The following figure shows the use cases and advantages of NebulaGraph Spark Connector. For more details, see NebulaGraph Spark Connector.

Environment Information

Hardware environment

Name	Value	Recommend
Local Disk (SSD)	2 T	At least 2 T
CPU	16 C * 4	128 C
Memory	128 GB	128 GB

Software environment

Name	Version
NebulaGraph	3.0.0
NebulaGraph Spark Connector	3.0.0
Hadoop	2.7.2U17-10
Spark	2.4.5U5

Data size

Name	Value
Data size	200 GB
Vertex	930 million
Edge	970 million

Deployment Plan

Method: Distributed, 3 nodes
See Deploy a NebulaGraph cluster with RPM/DEB package on multiple servers

There are roughly three steps for the deployment.

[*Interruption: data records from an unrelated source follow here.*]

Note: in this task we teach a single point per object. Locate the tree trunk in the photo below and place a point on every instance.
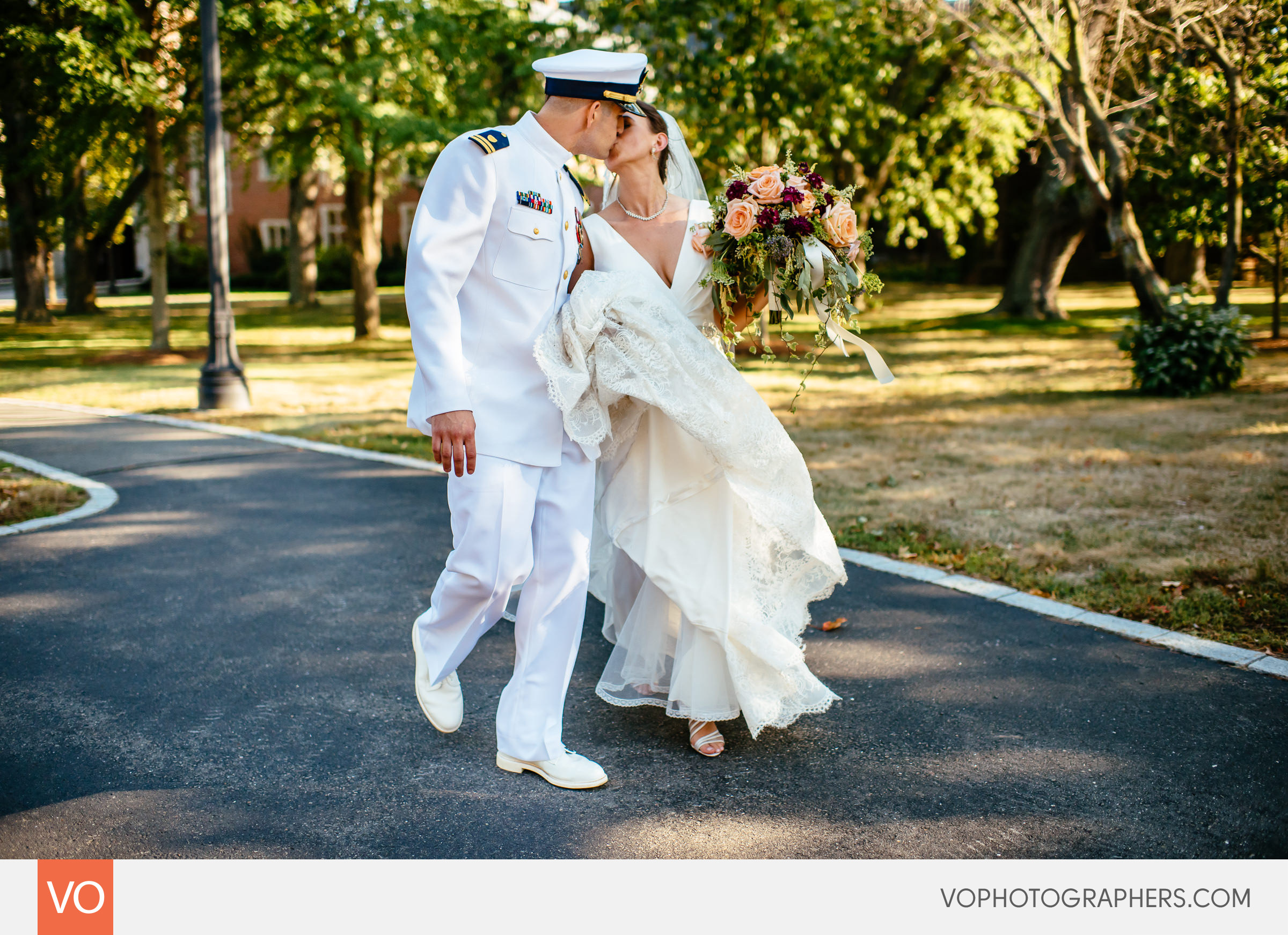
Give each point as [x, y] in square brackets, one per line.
[1233, 187]
[1059, 222]
[78, 263]
[302, 256]
[1279, 284]
[29, 277]
[362, 211]
[50, 280]
[159, 232]
[1130, 245]
[25, 204]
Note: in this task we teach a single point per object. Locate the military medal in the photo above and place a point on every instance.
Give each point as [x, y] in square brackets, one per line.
[535, 201]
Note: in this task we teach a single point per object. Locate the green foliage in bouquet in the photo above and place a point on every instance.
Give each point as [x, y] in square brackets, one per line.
[787, 230]
[760, 236]
[1195, 349]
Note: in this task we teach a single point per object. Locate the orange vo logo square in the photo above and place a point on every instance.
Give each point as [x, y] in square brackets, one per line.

Download the RPM package of NebulaGraph and install it.
Modify configuration files in batch.
Start the cluster service.

The above-mentioned three steps are performed with the root user. For non-root users, use sudo to execute the commands.

Download and Install the NebulaGraph RPM Package

Execute the following commands:

wget https://os-cdn.nebula-graph.com.cn/package/3.0.0/nebula-graph-3.0.0.el7.x86_64.rpm
wget https://oss-cdn.nebula-graph.com.cn/package/3.0.0/nebula-graph-3.0.0.el7.x86_64.rpm.sha256sum.txt
rpm -ivh nebula-graph-3.0.0.el7.x86_64.rpm

Note: The default installation path is /usr/local/nebula. Make sure the memory resources are sufficient.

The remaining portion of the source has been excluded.